The Worst Sound is the Silence

I used to write about atheism, until I said everything I needed to say about it. Anything I write about it now would repeat my own past words. I’m just as unimpressed with the tangle of sometimes consciously illogical and impossible things religions expect people who take them seriously to believe; I am just as uninterested in community that comes bundled with authority figures; I am just as convinced that the wonder of nature does not require a magical guiding hand to explain or enjoy; and I’ve already said all those things. Saying them again is, at best, a game with search engine optimization. I’m bored of it. People still need those messages, but I’ve already written them.

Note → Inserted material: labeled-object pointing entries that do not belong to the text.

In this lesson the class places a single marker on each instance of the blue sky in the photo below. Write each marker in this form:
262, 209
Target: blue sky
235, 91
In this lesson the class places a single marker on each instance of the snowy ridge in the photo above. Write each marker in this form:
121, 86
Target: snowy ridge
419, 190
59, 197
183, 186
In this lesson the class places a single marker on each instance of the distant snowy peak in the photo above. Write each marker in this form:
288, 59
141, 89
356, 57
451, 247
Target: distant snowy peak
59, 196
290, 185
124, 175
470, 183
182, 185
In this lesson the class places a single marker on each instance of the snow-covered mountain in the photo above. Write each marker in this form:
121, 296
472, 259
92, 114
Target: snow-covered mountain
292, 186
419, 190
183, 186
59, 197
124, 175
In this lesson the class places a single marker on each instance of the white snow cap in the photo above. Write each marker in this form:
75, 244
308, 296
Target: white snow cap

Trans issues are another topic of my attention. They’re personally relevant and reliably grim. The right wings of the world have declared people like me their new favorite target, less foreign than immigrants and more lurid than mere gays, and there’s always another news story about a court case, horrific law, or deadly violence. It’s a beat that never runs out of stories, a blogger’s dream. But I’m not a legal reporter, not a gender scholar, not even a consistent observer of either. All I would be doing, all I could ever be doing, is parroting the work of other people who are already doing it better than I ever could. Past information, past passion, past viewpoint, all I find in myself is seething rage and dejected resignation. I vacillate between anger that things are the way they are and despair that they’ll ever be better, without even the hope of a grander narrative to hold all the horrors together. What’s left after that is polemics I deliver as speeches to those who know the fire I can bring, and this blog has become their well-earned home.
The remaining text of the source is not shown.